Abstract: Protein cysteine residues are essential for protein folding, participate in enzymatic catalysis, and coordinate the binding of metal ions to proteins. Enzymatically catalyzed and redox-dependent post-translational modifications of cysteine residues are also critical for signal transduction and regulation of protein function and localization. S-nitrosylation, the addition of a nitric oxide equivalent to a cysteine residue, is a redox-dependent modification. In this study, we curated and analyzed four different studies that employed various chemoselective platforms coupled to mass spectrometry to precisely identify S-nitrosocysteine residues in mouse heart proteins.
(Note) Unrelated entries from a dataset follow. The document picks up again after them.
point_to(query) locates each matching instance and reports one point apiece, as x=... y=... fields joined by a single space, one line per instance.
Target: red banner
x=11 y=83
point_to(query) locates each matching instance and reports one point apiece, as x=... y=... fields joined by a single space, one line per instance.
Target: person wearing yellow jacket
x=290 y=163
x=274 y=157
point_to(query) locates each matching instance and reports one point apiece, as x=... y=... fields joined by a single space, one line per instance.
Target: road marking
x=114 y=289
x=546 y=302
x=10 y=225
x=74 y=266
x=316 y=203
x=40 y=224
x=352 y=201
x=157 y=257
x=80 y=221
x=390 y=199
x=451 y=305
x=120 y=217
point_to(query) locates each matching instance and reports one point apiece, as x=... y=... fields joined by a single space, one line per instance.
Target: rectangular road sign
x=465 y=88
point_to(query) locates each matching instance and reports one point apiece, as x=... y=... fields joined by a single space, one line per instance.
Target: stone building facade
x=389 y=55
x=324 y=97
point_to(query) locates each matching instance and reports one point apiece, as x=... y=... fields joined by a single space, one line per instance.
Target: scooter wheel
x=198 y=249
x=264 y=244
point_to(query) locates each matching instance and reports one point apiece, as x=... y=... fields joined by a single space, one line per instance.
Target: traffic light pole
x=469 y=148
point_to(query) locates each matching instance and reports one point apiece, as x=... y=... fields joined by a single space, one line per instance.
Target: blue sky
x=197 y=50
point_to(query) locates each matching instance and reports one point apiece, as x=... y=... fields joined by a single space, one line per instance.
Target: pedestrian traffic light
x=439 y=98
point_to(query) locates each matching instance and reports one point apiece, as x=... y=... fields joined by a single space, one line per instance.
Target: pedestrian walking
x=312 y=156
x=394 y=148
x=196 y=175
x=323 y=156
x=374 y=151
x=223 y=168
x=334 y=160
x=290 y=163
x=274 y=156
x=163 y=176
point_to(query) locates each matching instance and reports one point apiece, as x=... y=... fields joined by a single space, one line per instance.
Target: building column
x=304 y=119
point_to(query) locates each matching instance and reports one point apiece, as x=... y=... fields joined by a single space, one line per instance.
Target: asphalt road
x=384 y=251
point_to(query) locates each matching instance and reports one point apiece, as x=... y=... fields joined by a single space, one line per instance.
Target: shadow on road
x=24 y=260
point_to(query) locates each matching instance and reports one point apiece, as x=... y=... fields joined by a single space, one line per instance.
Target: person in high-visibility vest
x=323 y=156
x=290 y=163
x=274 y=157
Collectively 1974 S-nitrosocysteine residues in 761 proteins were identified and 33.4% were identified in two or more studies. A core of 75 S-nitrosocysteine residues in 44 proteins were identified in all four studies. Bioinformatic analysis of each study indicated a significant enrichment of mitochondrial proteins participating in metabolism. Regulatory proteins in glycolysis, TCA cycle, oxidative phosphorylation and ATP production, long chain fatty acid β-oxidation, and ketone and amino acid metabolism constitute the major functional pathways impacted by protein S-nitrosylation. In the cardiovascular system, nitric oxide signaling regulates vasodilation and cardiac muscle contractility. The meta-analysis of the proteomic data supports the hypothesis that nitric oxide signaling via protein S-nitrosylation is also a regulator of cardiomyocyte metabolism that coordinates fuel utilization to maximize ATP production. As such, protein cysteine S-nitrosylation represents a third functional dimension of nitric oxide signaling in the cardiovascular system to ensure optimal cardiac function.